HARRISBURG – State Forester Daniel Devlin applauded an independent environmental review team’s decision to again certify state forestlands as well managed, noting the decision affirms the state’s efforts to conserve these resources and ensure their long-term health and sustainability.
“We take pride in managing our state forest system for many values and uses, while maintaining its long-term health and viability,” said Devlin. “Today, there are many threats and challenges in forest management, including invasive plants, destructive exotic insects, insufficient regeneration, illegal motorized trails, and fragmentation.
“The certification process is a strong affirmation that we are doing everything we can to meet these challenges through management plans and practices. More importantly, it helps us identify areas we can improve to ensure our forests are sustainable.”
SmartWood, a New York City-based operation accredited to offer independent, third-party certification of sustainable forest-management practices, conducted the review during the summer of 2008.
The study praised the Bureau of Forestry for its strong conservation ethic, ongoing public involvement in management policies, and efforts to resolve conflicts among often-diverse user groups.

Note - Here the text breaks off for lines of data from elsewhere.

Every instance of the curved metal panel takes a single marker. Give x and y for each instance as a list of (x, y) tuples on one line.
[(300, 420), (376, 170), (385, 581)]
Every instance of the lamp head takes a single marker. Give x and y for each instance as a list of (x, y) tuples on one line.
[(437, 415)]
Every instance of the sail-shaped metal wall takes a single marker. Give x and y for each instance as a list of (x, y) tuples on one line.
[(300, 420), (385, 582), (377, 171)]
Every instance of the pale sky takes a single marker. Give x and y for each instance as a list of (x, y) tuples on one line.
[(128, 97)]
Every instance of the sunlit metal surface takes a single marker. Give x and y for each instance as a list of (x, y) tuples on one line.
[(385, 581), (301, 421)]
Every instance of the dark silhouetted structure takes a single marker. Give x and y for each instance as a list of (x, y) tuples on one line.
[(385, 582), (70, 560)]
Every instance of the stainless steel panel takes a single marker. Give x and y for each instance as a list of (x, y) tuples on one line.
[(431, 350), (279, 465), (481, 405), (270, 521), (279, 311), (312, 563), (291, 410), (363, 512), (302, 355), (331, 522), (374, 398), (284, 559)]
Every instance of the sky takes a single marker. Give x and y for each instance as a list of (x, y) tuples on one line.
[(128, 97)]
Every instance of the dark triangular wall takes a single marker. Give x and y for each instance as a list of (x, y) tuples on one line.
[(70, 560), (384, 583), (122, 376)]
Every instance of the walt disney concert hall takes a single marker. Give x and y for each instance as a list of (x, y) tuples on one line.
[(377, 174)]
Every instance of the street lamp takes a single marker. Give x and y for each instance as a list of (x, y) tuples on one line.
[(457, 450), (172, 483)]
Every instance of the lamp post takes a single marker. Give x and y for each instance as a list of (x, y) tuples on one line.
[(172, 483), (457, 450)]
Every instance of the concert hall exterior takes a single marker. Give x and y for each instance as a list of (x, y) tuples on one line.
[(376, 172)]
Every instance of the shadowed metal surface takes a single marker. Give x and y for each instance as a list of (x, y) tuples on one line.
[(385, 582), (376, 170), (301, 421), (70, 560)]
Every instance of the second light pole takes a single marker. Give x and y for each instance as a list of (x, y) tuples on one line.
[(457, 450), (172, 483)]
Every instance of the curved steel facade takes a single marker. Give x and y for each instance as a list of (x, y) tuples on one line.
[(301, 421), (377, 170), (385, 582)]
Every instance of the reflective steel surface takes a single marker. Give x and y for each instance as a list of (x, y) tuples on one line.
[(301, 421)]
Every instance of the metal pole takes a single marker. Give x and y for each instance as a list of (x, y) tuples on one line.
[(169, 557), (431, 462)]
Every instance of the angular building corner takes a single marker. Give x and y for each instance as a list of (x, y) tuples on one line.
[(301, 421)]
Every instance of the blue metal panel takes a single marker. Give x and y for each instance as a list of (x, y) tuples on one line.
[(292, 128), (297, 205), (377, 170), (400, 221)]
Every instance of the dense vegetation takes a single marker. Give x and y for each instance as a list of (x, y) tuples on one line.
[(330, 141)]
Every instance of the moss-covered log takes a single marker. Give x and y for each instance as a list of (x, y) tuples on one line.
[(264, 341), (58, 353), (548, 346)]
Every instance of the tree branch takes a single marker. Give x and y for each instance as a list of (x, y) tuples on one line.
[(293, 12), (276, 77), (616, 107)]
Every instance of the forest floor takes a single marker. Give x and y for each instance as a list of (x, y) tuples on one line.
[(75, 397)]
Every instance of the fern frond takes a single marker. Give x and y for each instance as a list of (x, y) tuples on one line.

Specifically, SmartWood applauded the Bureau of Forestry for its:
· Extensive formal and informal consultative processes;
· High awareness of stakeholder interests, and a genuine interest in trying to balance multiple values;
· Recreational User-Conflict Resolution principles;
· Strong contributions to local economic development, civic activities and public education;
· A strong conservation ethic that has led to developing a system of natural areas, state parks, wild areas, limited resource zones, non-management buffer zones, and wild plant sanctuaries that encompass more than half of the state forest system (approximately 1 million acres). Many areas were acquired specifically because of unique features, habitats or species they harbor.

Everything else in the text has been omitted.